Easily misconstrued as merely a sarcastic look at the plight of the counterculture and its ill defined ideas of simple minded freedom, Easy Rider is rather an astounding psychedelic fever dream of hypnotic, intoxicated meditation. Dennis Hopper’s one big directorial hit and an inspiration for a generation, it starts as a simple search for freedom, but by the end finds the promised land a waste land of desolation, a paradise lost. It is in fact an anthropomorphic American reverie of another lost generation in mourning for what could have been.

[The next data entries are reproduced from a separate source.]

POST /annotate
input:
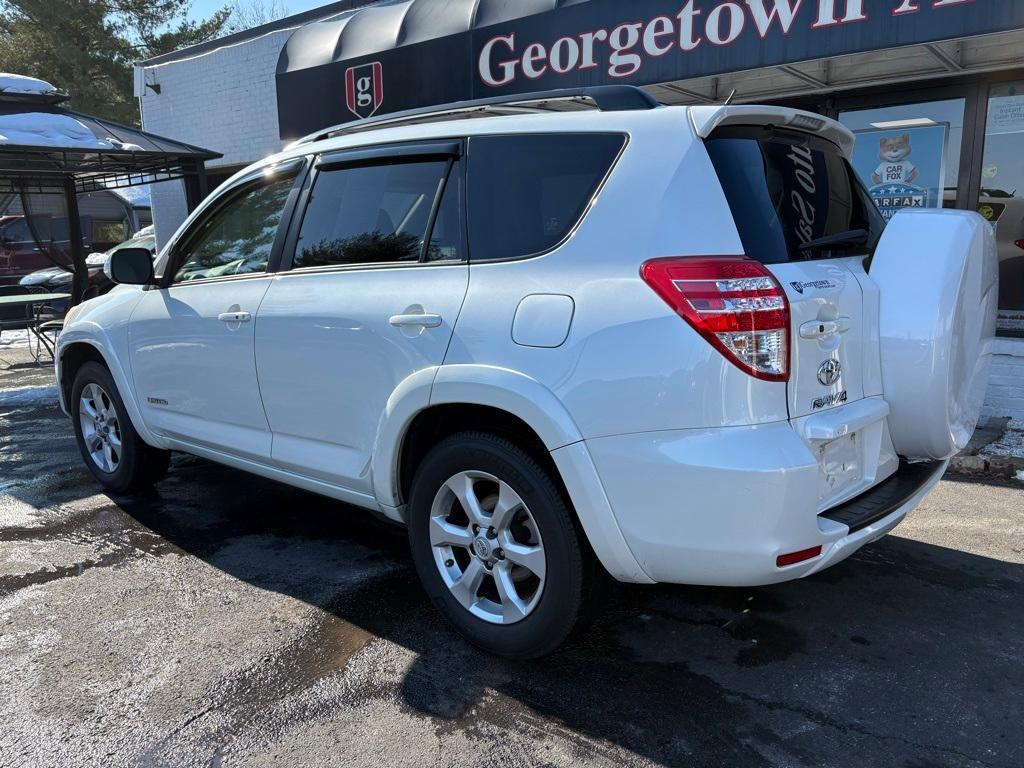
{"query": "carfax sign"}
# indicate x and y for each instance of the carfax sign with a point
(903, 167)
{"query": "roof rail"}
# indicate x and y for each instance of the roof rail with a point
(605, 97)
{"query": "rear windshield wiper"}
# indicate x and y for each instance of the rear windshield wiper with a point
(849, 238)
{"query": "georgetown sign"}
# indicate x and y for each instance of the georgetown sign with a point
(598, 42)
(650, 42)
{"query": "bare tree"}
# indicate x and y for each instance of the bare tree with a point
(244, 14)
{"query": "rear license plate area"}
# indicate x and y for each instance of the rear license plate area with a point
(841, 465)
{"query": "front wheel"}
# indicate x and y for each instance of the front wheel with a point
(110, 445)
(497, 547)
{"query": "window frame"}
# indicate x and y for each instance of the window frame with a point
(225, 198)
(627, 138)
(454, 150)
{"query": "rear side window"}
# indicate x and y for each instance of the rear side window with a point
(527, 193)
(793, 197)
(380, 214)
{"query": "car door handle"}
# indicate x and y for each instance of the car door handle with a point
(824, 329)
(235, 316)
(416, 321)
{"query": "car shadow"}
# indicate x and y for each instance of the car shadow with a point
(905, 651)
(906, 654)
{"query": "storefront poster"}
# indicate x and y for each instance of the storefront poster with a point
(903, 167)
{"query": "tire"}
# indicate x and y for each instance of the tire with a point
(542, 610)
(111, 448)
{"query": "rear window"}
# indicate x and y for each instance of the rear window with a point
(527, 193)
(790, 190)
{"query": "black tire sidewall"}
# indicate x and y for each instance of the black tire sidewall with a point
(131, 467)
(555, 615)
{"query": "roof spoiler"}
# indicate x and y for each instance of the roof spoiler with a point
(707, 119)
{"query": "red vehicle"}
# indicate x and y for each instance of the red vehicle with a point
(107, 220)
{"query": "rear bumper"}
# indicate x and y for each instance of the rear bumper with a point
(719, 506)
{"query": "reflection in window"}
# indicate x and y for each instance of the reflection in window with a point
(239, 238)
(1001, 199)
(527, 193)
(378, 215)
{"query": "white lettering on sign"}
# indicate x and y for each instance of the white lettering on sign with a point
(624, 48)
(854, 11)
(365, 91)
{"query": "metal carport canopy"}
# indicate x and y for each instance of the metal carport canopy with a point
(57, 144)
(400, 54)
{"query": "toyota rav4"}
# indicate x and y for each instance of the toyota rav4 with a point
(666, 344)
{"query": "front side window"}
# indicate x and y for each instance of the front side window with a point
(381, 214)
(527, 193)
(239, 237)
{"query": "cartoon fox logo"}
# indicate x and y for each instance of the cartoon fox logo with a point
(895, 168)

Two chilled, distilled bikers, Wyatt (Peter Fonda’s Captain America) and Billy (Hopper), deal drugs with Mexicans and new money brats to fund a cool trip to Mardi Gras (free fracas down South). Along the way they meet a series of morons, sideshows, and sex, culminating in an LSD bad trip, one of the most memorably haunting, naked, yet still humorous sequences of dementia and torment in film history.

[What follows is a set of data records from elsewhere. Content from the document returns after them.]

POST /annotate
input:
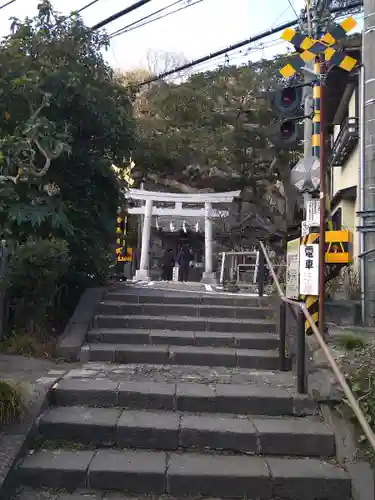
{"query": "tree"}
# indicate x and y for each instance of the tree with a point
(66, 119)
(211, 133)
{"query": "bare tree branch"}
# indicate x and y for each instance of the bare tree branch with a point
(183, 188)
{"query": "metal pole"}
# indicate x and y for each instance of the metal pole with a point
(301, 354)
(261, 274)
(361, 190)
(282, 336)
(369, 157)
(323, 198)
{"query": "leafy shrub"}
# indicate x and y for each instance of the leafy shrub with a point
(350, 341)
(11, 402)
(34, 277)
(360, 373)
(22, 344)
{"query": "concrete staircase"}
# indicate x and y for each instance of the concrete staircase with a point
(170, 435)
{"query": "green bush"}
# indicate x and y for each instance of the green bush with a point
(11, 402)
(35, 282)
(360, 373)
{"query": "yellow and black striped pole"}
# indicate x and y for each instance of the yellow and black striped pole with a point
(312, 301)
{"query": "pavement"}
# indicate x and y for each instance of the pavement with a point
(34, 377)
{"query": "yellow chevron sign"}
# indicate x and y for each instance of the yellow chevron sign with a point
(338, 246)
(311, 48)
(120, 257)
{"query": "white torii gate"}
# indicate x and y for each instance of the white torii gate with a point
(207, 200)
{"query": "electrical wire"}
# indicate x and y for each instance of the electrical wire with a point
(238, 45)
(160, 17)
(156, 18)
(145, 17)
(292, 7)
(6, 4)
(85, 7)
(221, 52)
(119, 14)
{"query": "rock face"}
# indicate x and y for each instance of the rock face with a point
(180, 395)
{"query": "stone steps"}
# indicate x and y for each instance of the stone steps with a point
(179, 474)
(133, 419)
(193, 310)
(259, 341)
(184, 323)
(173, 431)
(189, 397)
(171, 298)
(181, 355)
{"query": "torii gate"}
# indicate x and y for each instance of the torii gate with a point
(206, 200)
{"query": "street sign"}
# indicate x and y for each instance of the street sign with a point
(313, 211)
(305, 226)
(124, 257)
(309, 269)
(292, 269)
(338, 245)
(312, 48)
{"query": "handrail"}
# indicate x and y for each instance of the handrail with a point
(335, 368)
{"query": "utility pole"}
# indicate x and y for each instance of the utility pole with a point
(368, 215)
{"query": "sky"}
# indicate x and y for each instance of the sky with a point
(200, 29)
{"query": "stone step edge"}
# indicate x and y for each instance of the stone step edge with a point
(162, 305)
(172, 431)
(205, 299)
(192, 397)
(180, 355)
(184, 474)
(187, 319)
(148, 336)
(209, 333)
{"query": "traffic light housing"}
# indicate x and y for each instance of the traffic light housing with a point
(286, 102)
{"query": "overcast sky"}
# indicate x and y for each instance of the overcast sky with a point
(196, 31)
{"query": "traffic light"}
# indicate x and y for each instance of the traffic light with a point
(285, 105)
(287, 100)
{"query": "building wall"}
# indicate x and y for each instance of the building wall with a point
(348, 176)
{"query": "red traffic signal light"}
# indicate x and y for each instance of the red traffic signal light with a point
(287, 100)
(288, 129)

Initially, their effervescent cool carries them through in a manner only hippies of the era could fashion, but gradually, subtly, it fizzles out. The fun never lasts too long, the highs are repeatedly cut short, muted, and distanced from positive audience indulgence. Instead, the growing disillusion is, perhaps despite itself, painted thick with a remarkable visual flare that somehow captures the subconscious of a people busying themselves with a series of short term thrills as a means of ignoring the decay. What makes this flick great is that these effects serve the overarching tropes of an extra-textual legacy: America — like an aimless hippie looking for the right things in the wrong places — as a self destructing organism.
“We blew it.”
We blew it, man, and nothing can make up for the time however wasted, in other words. That it was indeed wasted is generously hinted at with those lingering words. If “we” equals America/The West, then the trope gains significance.

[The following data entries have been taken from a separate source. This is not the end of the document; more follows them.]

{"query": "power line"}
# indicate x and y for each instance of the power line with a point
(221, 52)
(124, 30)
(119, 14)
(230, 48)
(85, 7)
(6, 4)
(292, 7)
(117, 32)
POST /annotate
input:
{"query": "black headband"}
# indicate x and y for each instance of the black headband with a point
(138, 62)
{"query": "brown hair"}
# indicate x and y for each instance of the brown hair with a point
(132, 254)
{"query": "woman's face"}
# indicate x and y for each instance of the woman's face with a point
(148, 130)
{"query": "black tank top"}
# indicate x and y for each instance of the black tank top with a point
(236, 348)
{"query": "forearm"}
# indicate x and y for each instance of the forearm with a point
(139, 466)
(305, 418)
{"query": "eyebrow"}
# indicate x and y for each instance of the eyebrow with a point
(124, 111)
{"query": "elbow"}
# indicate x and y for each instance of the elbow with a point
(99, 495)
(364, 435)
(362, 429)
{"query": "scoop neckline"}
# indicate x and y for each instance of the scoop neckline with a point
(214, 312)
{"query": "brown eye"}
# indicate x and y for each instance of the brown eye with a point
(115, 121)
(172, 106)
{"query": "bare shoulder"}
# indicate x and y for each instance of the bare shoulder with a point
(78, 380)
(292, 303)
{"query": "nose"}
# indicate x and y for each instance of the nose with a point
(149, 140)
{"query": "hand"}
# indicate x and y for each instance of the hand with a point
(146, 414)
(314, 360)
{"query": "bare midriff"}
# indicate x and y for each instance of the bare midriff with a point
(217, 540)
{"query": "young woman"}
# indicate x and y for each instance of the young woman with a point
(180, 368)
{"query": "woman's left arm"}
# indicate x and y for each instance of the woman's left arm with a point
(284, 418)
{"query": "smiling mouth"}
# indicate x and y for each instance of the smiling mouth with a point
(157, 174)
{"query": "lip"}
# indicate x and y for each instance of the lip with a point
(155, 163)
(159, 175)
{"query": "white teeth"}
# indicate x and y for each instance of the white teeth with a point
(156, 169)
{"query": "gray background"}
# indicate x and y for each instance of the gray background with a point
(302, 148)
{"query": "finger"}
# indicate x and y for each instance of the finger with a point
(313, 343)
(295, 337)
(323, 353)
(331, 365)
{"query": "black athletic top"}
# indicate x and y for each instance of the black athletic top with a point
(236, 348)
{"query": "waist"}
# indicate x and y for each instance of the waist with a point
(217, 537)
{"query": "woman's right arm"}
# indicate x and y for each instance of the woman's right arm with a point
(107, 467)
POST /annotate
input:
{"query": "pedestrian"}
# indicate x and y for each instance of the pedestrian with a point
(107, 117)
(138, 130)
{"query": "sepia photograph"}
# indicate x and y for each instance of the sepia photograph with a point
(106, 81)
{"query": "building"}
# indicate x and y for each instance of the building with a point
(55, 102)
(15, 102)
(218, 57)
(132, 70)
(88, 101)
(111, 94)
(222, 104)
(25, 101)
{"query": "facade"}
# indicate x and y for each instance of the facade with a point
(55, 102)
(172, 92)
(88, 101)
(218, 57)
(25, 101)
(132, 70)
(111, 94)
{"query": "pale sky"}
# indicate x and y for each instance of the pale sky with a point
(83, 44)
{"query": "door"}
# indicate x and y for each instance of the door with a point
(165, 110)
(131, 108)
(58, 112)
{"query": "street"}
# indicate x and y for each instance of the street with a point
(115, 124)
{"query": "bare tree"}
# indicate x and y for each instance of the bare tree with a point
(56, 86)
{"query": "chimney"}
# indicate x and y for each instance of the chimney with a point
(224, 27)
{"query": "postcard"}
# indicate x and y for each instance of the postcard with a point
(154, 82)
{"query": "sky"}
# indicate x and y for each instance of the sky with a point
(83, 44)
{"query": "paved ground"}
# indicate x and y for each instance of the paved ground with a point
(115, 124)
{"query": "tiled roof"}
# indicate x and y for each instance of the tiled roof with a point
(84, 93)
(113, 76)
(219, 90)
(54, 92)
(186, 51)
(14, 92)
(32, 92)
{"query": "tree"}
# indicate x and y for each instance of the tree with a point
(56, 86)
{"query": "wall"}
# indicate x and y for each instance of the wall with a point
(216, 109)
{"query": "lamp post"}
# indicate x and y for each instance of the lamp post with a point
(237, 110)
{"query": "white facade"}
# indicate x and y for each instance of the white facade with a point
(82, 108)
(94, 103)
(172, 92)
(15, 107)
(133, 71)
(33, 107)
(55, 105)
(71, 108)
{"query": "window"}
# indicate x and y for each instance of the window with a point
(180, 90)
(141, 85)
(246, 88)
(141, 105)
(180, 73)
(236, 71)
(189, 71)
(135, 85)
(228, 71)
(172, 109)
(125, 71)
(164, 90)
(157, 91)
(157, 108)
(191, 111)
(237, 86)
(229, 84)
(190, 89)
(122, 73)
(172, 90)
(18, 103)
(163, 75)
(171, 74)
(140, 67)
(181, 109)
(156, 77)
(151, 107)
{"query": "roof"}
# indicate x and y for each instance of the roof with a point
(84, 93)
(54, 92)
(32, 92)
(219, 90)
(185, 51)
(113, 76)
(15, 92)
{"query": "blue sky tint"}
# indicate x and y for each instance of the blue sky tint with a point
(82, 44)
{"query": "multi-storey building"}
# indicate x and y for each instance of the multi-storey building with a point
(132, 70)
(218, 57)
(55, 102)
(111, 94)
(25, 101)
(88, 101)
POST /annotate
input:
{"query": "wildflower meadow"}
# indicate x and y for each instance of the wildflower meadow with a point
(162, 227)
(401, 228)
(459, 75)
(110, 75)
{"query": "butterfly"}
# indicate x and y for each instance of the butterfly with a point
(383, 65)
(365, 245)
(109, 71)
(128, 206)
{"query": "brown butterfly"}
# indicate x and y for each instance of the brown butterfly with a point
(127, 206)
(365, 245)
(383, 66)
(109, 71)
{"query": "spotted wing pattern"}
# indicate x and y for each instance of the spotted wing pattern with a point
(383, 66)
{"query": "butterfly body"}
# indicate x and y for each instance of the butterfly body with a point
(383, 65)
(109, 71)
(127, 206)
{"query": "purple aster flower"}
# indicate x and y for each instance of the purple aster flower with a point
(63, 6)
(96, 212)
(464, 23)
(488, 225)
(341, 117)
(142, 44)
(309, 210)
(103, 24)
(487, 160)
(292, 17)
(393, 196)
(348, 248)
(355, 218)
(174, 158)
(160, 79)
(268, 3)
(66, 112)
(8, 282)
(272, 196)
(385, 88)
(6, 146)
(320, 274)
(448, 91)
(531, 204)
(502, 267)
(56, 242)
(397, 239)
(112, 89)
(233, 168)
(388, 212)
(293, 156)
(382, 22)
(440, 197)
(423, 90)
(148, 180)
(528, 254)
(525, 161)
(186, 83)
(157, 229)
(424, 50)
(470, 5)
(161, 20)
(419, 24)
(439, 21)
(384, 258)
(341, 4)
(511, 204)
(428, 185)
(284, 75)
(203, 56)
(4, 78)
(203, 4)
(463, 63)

While seemingly knocking easy targets of the America of governmental oppression, capitalism, and backwards hicks, the film reaches a point of nihilistic abandon so as to ignore the political and social memes and lose itself in the ride to free oblivion, gazing long enough to see the abyss stare back at the chaos and ruin inside itself, until what’s left is a cold shrug at freedom in flames.